Social learning platforms often take functionality of a learning management system (LMS) and layer in tools for learners to add their own material, share advice, comment and ‘like’ content. This makes the experience similar to using Facebook, LinkedIn and other social media channels.
But what is it that makes social learning, and social learning platforms, so effective? In my view it boils down to one thing – trust.
Everyone agrees that the best form of advertising is word of mouth. Why? Because we know the person who’s telling us something, and as a result we know whether we trust them or not. Similarly, we’ve all seen the effectiveness of social media channels at spreading information. Whether this information is factual or not as well as the degree that it should be trusted is a topic of hot debate all on its own.

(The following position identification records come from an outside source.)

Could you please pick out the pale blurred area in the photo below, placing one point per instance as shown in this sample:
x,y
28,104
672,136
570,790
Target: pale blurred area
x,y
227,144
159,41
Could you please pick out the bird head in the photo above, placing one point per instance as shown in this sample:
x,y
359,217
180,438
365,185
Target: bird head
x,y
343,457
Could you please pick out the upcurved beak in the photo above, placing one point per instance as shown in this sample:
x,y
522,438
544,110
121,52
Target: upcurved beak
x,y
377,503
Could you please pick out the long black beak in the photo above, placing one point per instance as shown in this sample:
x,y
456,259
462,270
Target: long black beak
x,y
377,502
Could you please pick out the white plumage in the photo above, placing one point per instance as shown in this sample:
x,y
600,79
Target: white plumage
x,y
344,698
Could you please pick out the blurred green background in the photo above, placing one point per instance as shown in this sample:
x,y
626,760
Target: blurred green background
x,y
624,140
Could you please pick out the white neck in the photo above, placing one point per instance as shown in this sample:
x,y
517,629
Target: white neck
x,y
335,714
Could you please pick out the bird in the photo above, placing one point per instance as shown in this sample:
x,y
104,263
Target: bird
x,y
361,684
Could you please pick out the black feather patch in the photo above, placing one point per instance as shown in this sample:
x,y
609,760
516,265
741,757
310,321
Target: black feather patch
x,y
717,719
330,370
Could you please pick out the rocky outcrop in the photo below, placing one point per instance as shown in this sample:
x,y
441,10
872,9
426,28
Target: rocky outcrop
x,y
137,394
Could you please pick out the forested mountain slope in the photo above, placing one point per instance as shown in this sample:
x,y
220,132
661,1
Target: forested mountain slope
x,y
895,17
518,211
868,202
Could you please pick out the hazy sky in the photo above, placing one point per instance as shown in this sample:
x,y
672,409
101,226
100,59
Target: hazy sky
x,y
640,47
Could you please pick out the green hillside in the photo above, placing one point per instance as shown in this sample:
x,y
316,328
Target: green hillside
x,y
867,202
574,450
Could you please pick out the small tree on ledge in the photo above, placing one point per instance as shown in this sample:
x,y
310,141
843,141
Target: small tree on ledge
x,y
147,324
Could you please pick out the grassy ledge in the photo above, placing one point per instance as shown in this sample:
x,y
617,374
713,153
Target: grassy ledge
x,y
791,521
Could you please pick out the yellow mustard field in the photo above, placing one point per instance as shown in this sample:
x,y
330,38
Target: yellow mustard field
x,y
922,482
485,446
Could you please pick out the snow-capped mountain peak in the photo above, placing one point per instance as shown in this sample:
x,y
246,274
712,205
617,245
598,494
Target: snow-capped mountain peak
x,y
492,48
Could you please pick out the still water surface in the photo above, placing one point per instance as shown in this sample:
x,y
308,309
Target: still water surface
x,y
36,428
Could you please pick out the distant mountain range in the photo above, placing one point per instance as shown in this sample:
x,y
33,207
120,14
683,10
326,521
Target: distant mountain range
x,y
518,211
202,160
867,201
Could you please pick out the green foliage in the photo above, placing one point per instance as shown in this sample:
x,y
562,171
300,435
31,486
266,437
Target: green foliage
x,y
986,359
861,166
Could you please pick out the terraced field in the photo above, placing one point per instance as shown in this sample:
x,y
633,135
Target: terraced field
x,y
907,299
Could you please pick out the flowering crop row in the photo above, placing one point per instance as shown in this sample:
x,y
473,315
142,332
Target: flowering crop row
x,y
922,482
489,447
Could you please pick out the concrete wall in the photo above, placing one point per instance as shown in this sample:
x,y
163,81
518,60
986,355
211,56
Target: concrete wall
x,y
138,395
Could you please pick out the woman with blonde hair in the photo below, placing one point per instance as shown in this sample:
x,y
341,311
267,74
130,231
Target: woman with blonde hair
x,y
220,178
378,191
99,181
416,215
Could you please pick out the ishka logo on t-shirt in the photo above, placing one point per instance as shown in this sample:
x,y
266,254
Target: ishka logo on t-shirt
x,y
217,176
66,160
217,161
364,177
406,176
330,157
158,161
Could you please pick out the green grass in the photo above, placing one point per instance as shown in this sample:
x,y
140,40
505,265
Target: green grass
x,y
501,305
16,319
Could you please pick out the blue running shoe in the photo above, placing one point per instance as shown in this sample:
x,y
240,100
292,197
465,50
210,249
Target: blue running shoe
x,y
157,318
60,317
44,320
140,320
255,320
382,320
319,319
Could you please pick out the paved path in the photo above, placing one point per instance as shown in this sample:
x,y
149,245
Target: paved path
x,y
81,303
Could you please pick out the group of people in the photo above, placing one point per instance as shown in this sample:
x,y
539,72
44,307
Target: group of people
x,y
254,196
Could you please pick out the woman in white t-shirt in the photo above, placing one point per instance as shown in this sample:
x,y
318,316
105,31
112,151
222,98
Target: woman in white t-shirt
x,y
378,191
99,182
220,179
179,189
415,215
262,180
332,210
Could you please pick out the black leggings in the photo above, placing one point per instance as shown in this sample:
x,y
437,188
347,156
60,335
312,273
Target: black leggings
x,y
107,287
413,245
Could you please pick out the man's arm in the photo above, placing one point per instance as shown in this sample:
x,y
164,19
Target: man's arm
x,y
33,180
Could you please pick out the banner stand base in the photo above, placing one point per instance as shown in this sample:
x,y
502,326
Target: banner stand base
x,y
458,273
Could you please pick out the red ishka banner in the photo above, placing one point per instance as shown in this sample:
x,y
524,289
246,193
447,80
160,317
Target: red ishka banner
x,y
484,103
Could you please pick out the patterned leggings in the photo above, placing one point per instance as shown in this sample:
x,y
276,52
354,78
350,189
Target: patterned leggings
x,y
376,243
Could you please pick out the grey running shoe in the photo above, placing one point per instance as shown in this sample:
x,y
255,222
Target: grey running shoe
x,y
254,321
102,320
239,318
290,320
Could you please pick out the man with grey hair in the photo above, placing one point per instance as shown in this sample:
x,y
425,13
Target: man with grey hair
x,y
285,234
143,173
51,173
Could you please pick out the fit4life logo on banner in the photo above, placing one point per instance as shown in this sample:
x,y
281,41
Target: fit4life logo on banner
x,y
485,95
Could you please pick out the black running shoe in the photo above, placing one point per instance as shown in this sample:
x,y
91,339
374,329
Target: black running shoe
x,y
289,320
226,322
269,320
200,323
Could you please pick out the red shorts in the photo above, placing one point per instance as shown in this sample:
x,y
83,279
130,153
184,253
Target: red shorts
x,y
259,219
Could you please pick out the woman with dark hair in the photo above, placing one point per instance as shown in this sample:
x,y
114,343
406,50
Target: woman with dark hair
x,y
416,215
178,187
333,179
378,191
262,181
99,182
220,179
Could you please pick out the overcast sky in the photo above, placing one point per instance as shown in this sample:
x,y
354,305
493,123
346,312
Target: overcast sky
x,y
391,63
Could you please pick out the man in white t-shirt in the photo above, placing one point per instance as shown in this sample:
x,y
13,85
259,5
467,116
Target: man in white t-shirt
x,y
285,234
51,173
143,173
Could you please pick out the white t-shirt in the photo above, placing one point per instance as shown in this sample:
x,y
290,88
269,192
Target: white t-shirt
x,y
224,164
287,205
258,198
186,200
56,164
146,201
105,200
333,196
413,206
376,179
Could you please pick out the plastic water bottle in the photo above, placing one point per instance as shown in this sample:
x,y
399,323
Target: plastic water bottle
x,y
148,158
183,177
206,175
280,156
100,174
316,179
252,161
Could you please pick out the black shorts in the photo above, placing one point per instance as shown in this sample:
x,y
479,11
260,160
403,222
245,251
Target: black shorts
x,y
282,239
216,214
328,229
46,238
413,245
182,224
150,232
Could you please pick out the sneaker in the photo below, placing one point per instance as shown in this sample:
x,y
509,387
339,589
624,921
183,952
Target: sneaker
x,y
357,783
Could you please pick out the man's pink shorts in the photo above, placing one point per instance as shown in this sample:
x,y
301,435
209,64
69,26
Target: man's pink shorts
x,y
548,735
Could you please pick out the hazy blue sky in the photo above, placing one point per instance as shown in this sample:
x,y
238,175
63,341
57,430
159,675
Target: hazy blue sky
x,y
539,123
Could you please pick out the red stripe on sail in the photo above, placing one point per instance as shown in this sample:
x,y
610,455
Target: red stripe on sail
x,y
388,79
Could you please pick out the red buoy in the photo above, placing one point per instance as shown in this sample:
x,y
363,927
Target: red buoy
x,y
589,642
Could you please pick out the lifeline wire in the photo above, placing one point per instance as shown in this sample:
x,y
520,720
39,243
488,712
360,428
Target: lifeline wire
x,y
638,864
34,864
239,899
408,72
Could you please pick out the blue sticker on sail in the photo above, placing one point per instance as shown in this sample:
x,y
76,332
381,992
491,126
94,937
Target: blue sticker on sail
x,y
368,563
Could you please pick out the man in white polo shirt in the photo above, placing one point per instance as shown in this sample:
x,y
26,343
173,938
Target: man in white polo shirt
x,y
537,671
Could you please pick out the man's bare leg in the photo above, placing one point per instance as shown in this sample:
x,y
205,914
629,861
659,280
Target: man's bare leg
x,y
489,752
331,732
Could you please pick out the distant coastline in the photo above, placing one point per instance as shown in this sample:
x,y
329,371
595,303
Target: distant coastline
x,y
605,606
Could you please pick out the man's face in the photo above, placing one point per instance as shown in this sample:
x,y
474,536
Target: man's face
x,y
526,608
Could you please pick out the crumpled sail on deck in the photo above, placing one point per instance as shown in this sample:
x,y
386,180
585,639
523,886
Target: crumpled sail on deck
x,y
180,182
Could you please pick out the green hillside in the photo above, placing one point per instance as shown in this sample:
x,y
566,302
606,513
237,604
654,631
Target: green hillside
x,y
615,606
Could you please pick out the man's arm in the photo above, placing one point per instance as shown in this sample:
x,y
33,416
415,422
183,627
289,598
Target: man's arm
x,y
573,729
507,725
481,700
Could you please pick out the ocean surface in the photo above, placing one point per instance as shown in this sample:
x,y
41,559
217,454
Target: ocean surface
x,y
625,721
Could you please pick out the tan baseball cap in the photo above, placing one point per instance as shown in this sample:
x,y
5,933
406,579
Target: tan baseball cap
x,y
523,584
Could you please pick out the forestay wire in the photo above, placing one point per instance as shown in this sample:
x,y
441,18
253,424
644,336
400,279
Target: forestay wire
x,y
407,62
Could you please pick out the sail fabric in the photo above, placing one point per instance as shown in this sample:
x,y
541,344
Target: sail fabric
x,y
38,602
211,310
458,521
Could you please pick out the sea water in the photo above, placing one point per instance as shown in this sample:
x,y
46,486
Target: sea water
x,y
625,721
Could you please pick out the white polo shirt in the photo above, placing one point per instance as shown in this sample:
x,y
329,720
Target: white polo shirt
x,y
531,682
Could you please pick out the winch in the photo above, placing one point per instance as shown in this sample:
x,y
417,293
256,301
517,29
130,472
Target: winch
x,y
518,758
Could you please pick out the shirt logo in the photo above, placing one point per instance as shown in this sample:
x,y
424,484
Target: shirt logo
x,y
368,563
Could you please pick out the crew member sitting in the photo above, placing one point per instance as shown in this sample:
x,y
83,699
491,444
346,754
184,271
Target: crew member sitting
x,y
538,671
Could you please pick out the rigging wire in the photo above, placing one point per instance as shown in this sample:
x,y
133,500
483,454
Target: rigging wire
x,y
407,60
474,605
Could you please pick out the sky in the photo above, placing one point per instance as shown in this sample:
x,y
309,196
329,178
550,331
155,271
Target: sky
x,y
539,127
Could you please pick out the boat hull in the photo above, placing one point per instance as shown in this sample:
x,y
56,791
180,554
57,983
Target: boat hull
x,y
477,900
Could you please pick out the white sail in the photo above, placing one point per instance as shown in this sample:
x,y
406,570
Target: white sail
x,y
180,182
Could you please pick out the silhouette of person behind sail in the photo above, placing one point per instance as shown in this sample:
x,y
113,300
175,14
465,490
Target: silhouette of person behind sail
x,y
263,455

Social media’s effectiveness is largely down to the fact that the information has likely been shared or endorsed by someone that you know – and the degree that you trust that person will almost certainly influence the level of impact the information will have on you. When your lifelong friend shares a photo of the new supermarket carpark layout, you feel your blood starting to boil. However, when that guy you met down the pub the other week shares a video of his drunken parkour attempt over the local bus shelter, you make an almost audible eye-roll and keep scrolling.
So, trust is important. If someone that you know and trust teaches you something new, I’ll argue that you’re more likely to accept it as true than if you were taught the same thing from someone you neither knew nor trusted.
Ask yourself: what did your parents tell you as a child that you believed to be true without question? Finding out that Santa isn’t real still haunts me to this day.
And this all leads me back to my original point – social learning platforms aren’t always going to work every time in every organisation. The fundamental ingredient needed to make it effective is for as many of your audience as possible to already know (or at least know of) one another outside of the learning platform. If you already know the people you’re connected with, then their credibility is already proven. You know who they are, what their job role is, how good they are at their job, what their strengths are and what they need to work on.
Let’s apply this back to social media for a moment. How many of your connections did you already know beforehand? Of the connections you’ve made purely on social media, to what degree do you trust them compared to those you have already met in the real world? If you, like me, find your LinkedIn account regularly bombarded with would-be corporate catfishers, then I’m guessing the real world connections win hands-down. Even our parkour-loving friend down the pub will trust-trump Julia Roberts*, the international recruitment director from somewhere unpronounceable.
For some organisations, an isolated or siloed workforce is the norm. If this is your organisation currently, even if there’s the ambition to bring your people closer together, you may struggle to make a success of a social learning platform.
Of course, this doesn’t mean that your learners can’t learn from one another – social learning can still work wonders without a social learning platform. A video demonstrating the next big thing starring someone from within your business will carry more impact than if it’s hosted by a total stranger. However, this video isn’t likely to benefit from others liking, commenting and sharing it if you don’t know who’s doing the liking, commenting and sharing.
In summary, working out whether that social learning platform is going to be a sound investment or not really comes down to whether your organisation is already social or not. If your audience already know one another (or they at least know who the superstars are), then the right social learning platform will help capitalise on this and make your learning content even more effective. However, if your organisation hasn’t got this sort of culture, then that shiny new social learning platform may not be right for you.
*no, I don’t think she’s that Julia Roberts either.